Pero no es sólo mi relación con el Madrid lo que me preocupa. La impropiamente llamada Liga de Campeones lleva ya disputándose los suficientes años para que no canse ver, cada temporada, cómo el Madrid se enfrenta al Olympique de Lyon o al Bayern Múnich o a la Roma, o el Barça al Inter o al Chelsea, o el Chelsea al Liverpool o al Milan, o el Manchester United a la Roma o al Barça. Lo que antes se producía de tarde en tarde, y en verdad era un acontecimiento (hacía falta que cada equipo ganara la Liga de su país, y que el sorteo los emparejara luego), se ha convertido en reiteración y rutina. Los codiciosos responsables del fútbol y los patanescos presidentes de clubs se han encargado de que ya no haya nada excepcional, nada que pueda ansiarse. Hasta los mejores platos aburren si se sirven a diario, o en este caso cada año.
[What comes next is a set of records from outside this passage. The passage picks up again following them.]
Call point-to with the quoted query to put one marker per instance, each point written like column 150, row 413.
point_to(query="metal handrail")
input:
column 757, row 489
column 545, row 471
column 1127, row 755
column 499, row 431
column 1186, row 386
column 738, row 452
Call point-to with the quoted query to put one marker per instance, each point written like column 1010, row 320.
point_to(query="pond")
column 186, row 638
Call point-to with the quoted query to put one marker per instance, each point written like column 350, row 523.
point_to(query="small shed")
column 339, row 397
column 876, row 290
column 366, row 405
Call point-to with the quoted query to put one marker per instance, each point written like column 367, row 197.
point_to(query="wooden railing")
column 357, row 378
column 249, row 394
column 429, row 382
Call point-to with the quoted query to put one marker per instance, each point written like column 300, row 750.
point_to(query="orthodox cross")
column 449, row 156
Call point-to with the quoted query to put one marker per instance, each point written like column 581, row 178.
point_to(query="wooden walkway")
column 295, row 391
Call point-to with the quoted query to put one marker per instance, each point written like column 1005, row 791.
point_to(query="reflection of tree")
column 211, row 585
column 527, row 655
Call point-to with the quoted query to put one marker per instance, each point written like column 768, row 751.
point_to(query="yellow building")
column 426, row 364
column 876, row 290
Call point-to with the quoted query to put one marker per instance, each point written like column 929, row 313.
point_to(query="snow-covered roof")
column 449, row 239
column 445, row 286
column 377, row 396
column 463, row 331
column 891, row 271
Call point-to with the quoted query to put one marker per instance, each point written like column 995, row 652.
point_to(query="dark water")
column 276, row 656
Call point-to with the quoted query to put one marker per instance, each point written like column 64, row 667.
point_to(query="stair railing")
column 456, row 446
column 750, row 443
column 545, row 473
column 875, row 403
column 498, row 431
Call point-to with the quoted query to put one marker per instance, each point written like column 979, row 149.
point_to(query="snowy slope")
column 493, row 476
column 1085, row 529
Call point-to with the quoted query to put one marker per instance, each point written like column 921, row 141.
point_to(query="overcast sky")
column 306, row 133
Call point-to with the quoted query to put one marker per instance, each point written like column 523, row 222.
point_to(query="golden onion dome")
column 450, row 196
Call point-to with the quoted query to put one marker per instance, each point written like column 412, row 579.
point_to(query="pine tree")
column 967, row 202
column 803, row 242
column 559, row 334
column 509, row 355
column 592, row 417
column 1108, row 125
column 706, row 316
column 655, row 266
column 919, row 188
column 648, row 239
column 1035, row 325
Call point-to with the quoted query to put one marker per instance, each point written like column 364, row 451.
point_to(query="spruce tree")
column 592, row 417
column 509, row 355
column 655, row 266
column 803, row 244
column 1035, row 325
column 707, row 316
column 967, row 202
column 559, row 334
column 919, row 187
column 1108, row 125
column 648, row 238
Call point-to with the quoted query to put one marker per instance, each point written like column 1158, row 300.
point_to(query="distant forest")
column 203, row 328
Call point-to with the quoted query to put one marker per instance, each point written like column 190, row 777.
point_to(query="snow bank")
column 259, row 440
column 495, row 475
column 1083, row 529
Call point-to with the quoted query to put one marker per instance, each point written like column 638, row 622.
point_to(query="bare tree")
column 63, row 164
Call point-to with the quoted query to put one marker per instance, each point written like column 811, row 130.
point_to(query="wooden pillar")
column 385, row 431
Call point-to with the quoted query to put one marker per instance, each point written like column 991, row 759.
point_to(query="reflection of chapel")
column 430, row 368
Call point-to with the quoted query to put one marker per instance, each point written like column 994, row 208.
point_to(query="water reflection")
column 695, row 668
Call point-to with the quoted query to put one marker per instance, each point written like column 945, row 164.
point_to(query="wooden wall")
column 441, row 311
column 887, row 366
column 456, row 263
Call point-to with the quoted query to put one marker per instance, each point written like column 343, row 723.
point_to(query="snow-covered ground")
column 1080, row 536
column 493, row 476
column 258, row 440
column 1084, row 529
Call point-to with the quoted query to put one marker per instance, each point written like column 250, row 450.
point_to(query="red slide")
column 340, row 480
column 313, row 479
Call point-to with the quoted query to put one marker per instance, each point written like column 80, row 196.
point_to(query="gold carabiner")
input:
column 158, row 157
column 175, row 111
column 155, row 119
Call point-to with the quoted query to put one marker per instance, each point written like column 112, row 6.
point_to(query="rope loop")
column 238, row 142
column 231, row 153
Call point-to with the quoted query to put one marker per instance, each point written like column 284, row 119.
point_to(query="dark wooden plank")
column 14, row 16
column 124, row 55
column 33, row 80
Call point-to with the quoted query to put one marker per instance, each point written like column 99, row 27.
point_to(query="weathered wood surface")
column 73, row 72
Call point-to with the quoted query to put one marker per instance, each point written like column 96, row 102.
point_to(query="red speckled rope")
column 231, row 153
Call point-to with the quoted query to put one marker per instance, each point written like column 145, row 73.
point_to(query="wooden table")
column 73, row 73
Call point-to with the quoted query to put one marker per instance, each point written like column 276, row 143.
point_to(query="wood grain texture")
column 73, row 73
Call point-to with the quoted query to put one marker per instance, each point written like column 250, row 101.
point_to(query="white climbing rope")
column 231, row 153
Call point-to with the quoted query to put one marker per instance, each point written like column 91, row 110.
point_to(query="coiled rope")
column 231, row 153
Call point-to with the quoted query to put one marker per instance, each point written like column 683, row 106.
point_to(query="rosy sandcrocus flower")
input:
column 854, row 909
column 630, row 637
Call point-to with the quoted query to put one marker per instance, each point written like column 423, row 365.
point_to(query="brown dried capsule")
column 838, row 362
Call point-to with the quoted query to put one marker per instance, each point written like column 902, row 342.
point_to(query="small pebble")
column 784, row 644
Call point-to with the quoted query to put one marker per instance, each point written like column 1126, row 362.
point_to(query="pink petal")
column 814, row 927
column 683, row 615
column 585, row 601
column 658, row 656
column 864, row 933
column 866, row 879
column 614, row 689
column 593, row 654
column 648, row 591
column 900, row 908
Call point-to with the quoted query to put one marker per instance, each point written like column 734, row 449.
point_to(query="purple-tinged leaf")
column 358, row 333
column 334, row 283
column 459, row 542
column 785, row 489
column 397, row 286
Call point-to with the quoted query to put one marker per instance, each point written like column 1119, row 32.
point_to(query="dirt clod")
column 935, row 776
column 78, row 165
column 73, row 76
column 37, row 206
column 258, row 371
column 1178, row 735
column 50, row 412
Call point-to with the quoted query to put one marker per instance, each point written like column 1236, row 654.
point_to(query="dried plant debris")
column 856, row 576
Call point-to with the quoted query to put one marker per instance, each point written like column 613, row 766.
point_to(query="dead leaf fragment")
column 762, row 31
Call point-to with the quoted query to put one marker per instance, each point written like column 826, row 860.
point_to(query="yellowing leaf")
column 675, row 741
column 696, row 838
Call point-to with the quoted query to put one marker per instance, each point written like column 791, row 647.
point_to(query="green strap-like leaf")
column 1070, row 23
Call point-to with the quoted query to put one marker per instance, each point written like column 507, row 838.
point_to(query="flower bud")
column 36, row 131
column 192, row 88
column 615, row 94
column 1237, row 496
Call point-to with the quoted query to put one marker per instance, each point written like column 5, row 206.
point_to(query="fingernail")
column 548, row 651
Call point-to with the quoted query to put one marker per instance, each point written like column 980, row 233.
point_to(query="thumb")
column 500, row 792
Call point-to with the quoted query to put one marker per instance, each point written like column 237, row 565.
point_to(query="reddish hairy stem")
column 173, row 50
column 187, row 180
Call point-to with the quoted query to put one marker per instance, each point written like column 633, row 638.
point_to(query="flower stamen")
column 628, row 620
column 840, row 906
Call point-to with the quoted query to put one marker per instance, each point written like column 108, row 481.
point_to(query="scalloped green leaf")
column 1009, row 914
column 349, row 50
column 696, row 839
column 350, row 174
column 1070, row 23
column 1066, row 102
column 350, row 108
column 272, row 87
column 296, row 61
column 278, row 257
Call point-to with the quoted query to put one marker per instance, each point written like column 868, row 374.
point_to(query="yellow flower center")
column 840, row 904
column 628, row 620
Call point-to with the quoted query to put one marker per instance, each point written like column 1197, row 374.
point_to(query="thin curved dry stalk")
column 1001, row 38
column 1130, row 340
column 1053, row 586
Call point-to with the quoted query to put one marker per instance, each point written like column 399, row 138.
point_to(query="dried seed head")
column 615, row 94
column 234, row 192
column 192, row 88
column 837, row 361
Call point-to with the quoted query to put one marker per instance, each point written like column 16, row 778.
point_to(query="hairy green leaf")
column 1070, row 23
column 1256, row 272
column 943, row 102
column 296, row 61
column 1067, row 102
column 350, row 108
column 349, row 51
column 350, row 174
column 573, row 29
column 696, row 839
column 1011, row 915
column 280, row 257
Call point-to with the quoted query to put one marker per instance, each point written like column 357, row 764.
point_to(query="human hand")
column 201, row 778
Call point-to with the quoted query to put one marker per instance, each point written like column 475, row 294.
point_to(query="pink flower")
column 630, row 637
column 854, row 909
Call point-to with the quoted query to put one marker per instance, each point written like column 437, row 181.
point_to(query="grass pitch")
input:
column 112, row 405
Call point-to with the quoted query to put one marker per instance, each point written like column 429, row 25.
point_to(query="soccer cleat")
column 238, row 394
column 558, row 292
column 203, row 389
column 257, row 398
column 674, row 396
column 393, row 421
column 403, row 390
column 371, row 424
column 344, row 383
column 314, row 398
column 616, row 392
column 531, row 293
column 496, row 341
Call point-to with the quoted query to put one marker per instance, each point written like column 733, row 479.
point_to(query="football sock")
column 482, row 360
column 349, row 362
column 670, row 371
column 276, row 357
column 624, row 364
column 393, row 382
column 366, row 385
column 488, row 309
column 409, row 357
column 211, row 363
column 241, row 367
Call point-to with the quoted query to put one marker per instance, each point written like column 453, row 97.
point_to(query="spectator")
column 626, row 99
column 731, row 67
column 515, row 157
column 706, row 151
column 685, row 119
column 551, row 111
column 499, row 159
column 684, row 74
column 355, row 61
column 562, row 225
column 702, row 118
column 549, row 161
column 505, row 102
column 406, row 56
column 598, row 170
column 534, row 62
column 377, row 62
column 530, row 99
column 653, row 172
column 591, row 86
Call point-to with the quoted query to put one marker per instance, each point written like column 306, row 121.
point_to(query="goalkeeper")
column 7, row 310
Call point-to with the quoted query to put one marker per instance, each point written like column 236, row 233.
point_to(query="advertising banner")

Nada tiene ya de particular ver un Juventus-Arsenal, un Real Madrid-Oporto o un Liverpool-Celtic Glasgow. Y por ello se hace difícil recordar cada enfrentamiento. El último partido europeo del Madrid que mi memoria atesora es el de Old Trafford que acabó 2-3, y de él debe de hacer ya un decenio. Todo lo que ha venido después -exceptuando las tres finales ganadas, contra la Juve, el Valencia y el Ba¬¬yer Leverkusen- me parece indistinguible.
Este mes de junio hay además Eurocopa. Como con España es imposible ilusionarse, y más aún con Aragonés y su selección de medianías, yo suelo ir con Italia e Inglaterra, por ser los dos países en que más he vivido después del mío. Pero Inglaterra ya quedó eliminada, y con la Italia fascista de Berlusconi, Bossi y Fini, ir se hace muy arduo, más aún tras su decepcionante juego en el Mundial de 2006, que no obstante le sirvió para alzarse campeona, he ahí un buen ejemplo de la decadencia del fútbol. Y están los de siempre: la poco imaginativa, pesadísima Alemania; la siempre prometedora pero entristecida Portugal; la laboriosa República Checa, la decaída Rusia; la inverosímil campeona vigente, la tacaña Grecia. Faltará en cambio la mucho más divertida y anárquica Escocia, y Holanda se va pareciendo peligrosamente a su vecina y soporífera Bélgica. Y, pese a todo, sé que me pasaré las horas delante de la televisión, viendo cuantos partidos pueda. Animaré un poco a España hasta que me irriten y me impidan hacerlo el excesivo patrioterismo de los locutores y la injustificada chulería de los forofos. Iré con Italia, pensando en mis amigos de ese país horrorizados por el fascismo que los gobierna y rodea. El fútbol empieza a ser para mí como los toros para los viejos aficionados escépticos: han visto tanto bueno que no esperan encontrar ya nada comparable. Y sin embargo siguen acudiendo un día tras otro a las plazas. Será que hay ilusiones infantiles que no terminan de perderse nunca.